Tenor and soprano sax visionary Chris Potter has produced a richly poised, seductive album in The Dreamer is the Dream, on which the American musician shines in the company of pianist David Virelles, percussionist Marcus Gilmore and Joe Martin on double bass.
The opener Heart in Hand is a languorous exercise, sultry and slow-moving like Miles Davis’s aching ballad, Blue in Green but without the wistful air we associate with that one. It is glorious, you could listen forever to its cadenzas with the certainty that you would never quite tap into its secrets.

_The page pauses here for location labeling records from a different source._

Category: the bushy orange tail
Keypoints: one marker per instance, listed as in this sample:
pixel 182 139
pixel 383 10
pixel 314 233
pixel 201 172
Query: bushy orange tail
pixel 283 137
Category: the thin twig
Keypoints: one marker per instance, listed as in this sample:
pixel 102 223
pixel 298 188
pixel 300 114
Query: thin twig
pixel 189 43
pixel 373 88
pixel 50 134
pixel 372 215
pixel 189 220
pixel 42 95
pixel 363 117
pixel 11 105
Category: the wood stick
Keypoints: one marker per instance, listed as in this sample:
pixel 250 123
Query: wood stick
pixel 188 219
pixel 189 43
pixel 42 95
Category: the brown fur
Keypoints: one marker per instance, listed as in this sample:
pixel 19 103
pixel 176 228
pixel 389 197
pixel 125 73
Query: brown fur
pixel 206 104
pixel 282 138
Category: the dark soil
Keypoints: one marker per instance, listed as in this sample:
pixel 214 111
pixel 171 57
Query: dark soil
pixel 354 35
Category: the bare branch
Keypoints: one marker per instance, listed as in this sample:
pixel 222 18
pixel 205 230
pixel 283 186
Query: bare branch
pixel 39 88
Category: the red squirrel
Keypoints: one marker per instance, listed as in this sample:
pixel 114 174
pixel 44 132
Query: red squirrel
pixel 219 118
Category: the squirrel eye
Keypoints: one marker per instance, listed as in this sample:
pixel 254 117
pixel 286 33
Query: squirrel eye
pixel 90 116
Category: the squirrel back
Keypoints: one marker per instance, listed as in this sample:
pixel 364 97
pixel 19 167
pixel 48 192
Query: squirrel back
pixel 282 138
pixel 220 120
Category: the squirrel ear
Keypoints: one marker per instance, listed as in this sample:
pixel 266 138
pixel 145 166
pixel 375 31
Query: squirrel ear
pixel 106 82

Ilimba begins with earthy Ilimba drum, played by Potter himself, a multi-instrumentalist who also handles flute and samples. The drum in question is played in Zimbabwe and Tanzania, and the body of the instrument is made from the hard outer shell of a gourd.
Pianist and celeste player David Virelles spent his youth in Cuba and is, according to Potter, steeped in the folkloric rhythms of that island. You certainly sense something Cuban indeed in feathery, brightly-hued touches and flourishes. However, slow, sensuous pieces like Heart in Hand, Memory and Desire and their natural companions, the free-spirited, poly-rhythmic tone poems Yasodhara and The Dreamer is the Dream are not particularly tropical in inclination. Yet they lure you on up their Coltrane (train) tracks, and the former features particularly well-judged percussion from Gilmore.
Cuban-influenced or not, there is, it has to be said, real heat radiating off the six tracks. Pre-production was done in Switzerland before the ensemble repaired to New York’s Avatar Studios to record what is a rich, yet curiously elusive album.